What does this term mean? What is involved in folding a model over data? Is it tweeking an algorithm to fit real-world experience?

-=[Gabe]=-
 
Gabe,

Yes.

Folding data for RGBM means taking some 1700+ real
dives and fine tuning 14 model dependent parameters
by maxiumum likelihood to this data.

The error norm in fits is L2 (differences squared) and
this is minimized in 14 parameter space over the whole
profile.

See TDID, RGBM In Depth, or Basic Deco Theory And
Apps.

Regards,

Bruce Wienke
Program Manager Computational Physics
C & C Dive Team Ldr
 
Dear gabe:

“Folding”

I guess I know this as “parameterization.” Almost all models incorporate data to adjust some parameters (constants). It is generally thought that the fewer the number of adjustable parameters, the better the model. With biological systems, the number of needed parameters generally is several.

It is often said that, if you have enough adjustable parameters, anything can be suitably fitted to a model. In some models, the parameters have definite, assignable values. These parameters could be:

surface tension, temperature, viscosity, initial nucleus radius, micronuclei size-number distribution, modulus of tissue elasticity, solubility of gas in water, solubility of gas lipid, diffusivity [in several possible places], blood flow rate, surfactant concentration, etc.

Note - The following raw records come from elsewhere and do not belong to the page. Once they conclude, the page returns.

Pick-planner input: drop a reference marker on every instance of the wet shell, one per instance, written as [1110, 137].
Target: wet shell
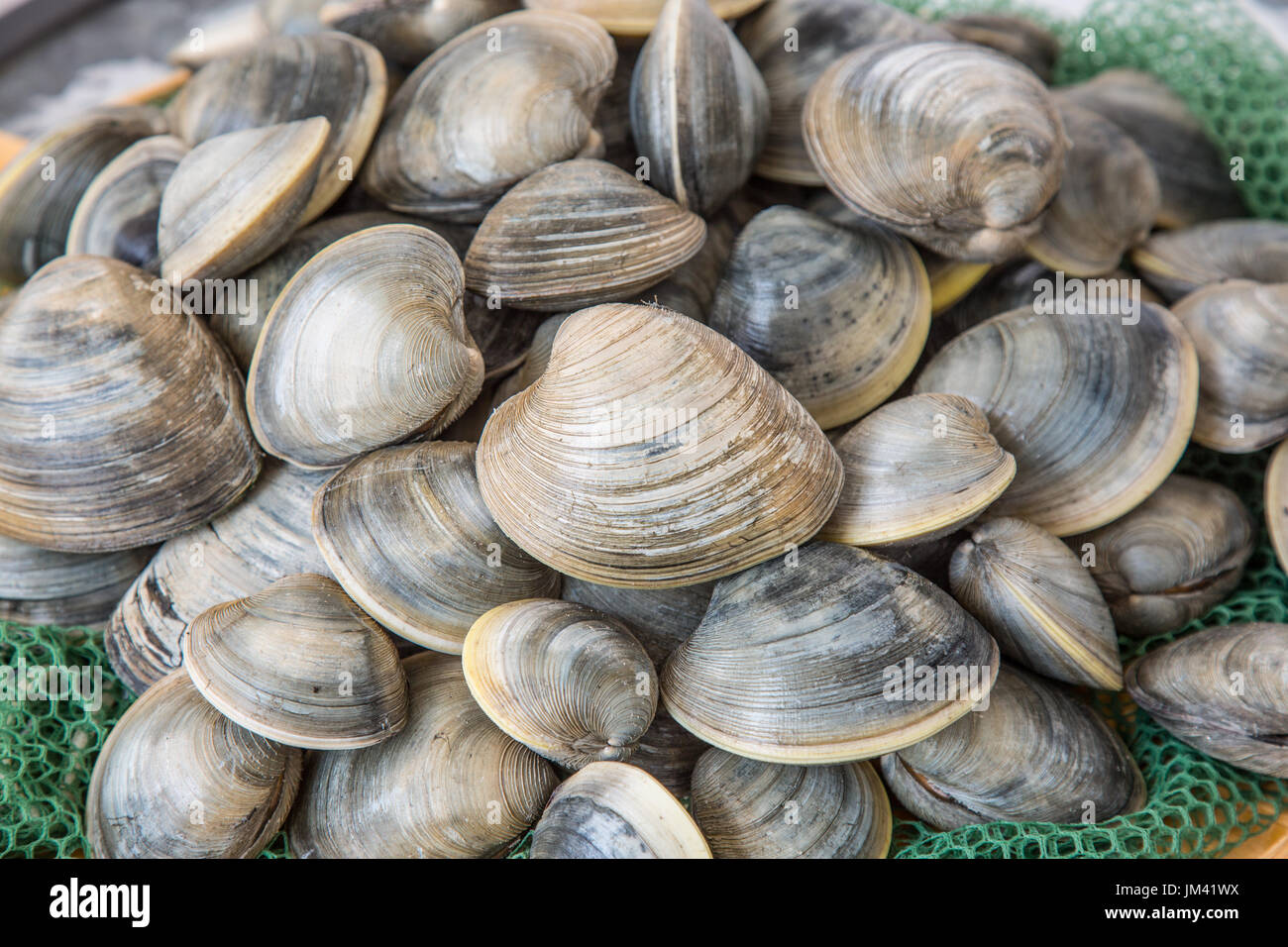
[117, 215]
[698, 107]
[795, 660]
[235, 198]
[917, 470]
[42, 187]
[645, 418]
[751, 809]
[578, 234]
[837, 316]
[179, 780]
[1240, 334]
[252, 545]
[563, 680]
[498, 102]
[1034, 596]
[365, 347]
[299, 663]
[1095, 411]
[877, 120]
[1172, 558]
[616, 810]
[1223, 692]
[406, 531]
[125, 425]
[1033, 754]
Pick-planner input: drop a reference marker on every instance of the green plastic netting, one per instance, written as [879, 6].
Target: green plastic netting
[1236, 81]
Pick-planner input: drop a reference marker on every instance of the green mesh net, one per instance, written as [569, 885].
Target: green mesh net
[1236, 81]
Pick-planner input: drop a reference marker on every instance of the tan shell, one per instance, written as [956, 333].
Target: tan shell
[1096, 412]
[450, 785]
[647, 447]
[179, 780]
[751, 809]
[616, 810]
[365, 347]
[498, 102]
[563, 680]
[837, 316]
[406, 531]
[879, 118]
[1034, 596]
[299, 663]
[121, 394]
[578, 234]
[917, 470]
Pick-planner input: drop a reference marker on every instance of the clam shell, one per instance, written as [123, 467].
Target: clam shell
[1224, 690]
[1096, 412]
[299, 663]
[917, 470]
[1034, 754]
[365, 347]
[645, 418]
[179, 780]
[751, 809]
[125, 425]
[1034, 596]
[563, 680]
[117, 214]
[1172, 558]
[616, 810]
[450, 785]
[877, 120]
[406, 531]
[799, 661]
[578, 234]
[837, 316]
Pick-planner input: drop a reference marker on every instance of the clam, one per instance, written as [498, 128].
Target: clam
[365, 347]
[496, 103]
[40, 586]
[578, 234]
[655, 453]
[1172, 558]
[117, 214]
[237, 197]
[698, 107]
[1037, 600]
[837, 316]
[1179, 262]
[1034, 754]
[1223, 692]
[179, 780]
[406, 532]
[917, 470]
[299, 663]
[1107, 202]
[450, 785]
[954, 146]
[258, 541]
[616, 810]
[1240, 334]
[1096, 412]
[1193, 178]
[563, 680]
[829, 656]
[121, 428]
[287, 78]
[42, 187]
[751, 809]
[793, 43]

There are methods to match, or fit, multiple constants in an equation to data sets. Without a computer to do the calculations, anything but the simplest is not really possible. However, if the computer is large enough and/or you are willing to have the machine invest the time, you can adjust the model parameters (constants) to give the best fit. If the constants/parameters are realistic, then you know that the model might be correct to a major degree. If the “model fits” are not really what you expected, then probably the computer is forcing the constants to fit the data. You will get numbers that are “spooky.” For example, you might get a surface tension that is 15 dynes/cm when you expect it to be somewhere are 60 dynes/cm. Or you might get a diffusion constant that is 10 [exp] –10 rather than what might be expected, viz, 10 [exp] – 5.

The agreement of a model to reality is not a definite proof of its veracity. The Haldane model worked quite well within a certain range, however, the idea of critical supersaturation limits was incorrect.

Dr Deco :doctor:
 
All,

RGBM is both realistic and parameter space matches
reality in constants, whether fixed, fitted, or tuned.

Note I said "tuning", NOT "fitted because we have no idea".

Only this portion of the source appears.